Extending Scopt OptionParser in Scala

Question

I'm trying to have a base option parser with some default parameters.

In other projects i would like to extend the option parser with other parameters.

Something like:

case class Config(foo: String = null)

trait DefaultParser { self: OptionParser[Config] =>
  opt[String]('f', "foo") action { (x, c) =>
    c.copy(foo = x)
  }
}

case class MyConfig(bar: String = "hello world")

trait MyParser { self: OptionParser[MyConfig] =>
  opt[String]('b', "bar") action { (x, c) =>
    c.copy(bar = x)
  }
}

I'm a newbie at Scala and I'm not sure how I can now use both of them on the same args .

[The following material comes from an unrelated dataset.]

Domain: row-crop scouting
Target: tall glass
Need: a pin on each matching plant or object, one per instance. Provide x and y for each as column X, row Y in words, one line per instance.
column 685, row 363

I'm using Scala 2.10 with scopt_2.10 v3.3.0.

Answer 1

I've opened https://github.com/scopt/scopt/issues/132 .

So far the best of what I've been able to come up with is combining two parsers.

case class OutputOpts(
  val outputOption: Int = 1
)

trait OptsWithOutput {
  def output: OutputOpts
}

The parser for this lives in the parent class.

def parseOutputOpts(args: Array[String]): OutputOpts = {
  val parser = new scopt.OptionParser[OutputOpts]("scopt") {
    override def errorOnUnknownArgument = false

    opt[Int]("outputOption") action { (x, c) =>
      c.copy(outputOption = x)
    } text ("some output option")
  }

  parser.parse(args, OutputOpts())
    .getOrElse(throw new Exception("Error parsing output cli args"))
}

A child class now can use this:

case class ChildOpts(
  childThing: Int = 42,
  output: OutputOpts = OutputOpts()
) extends OptsWithOutput

And its parser combines the two.

val opts = ChildOpts(output = super.parseOutputOpts(args))

val parser = new scopt.OptionParser[ChildOpts]("scopt") {
  override def errorOnUnknownArgument = false

  opt[Int]("childThing") action { (x, c) =>
    c.copy(childThing = x)
  } text ("some child thing")
}

parser.parse(args, opts).getOrElse(throw new Exception("failed"))

Note how we have to set errorOnUnknownArgument to false , which is definitely not ideal and causes warnings.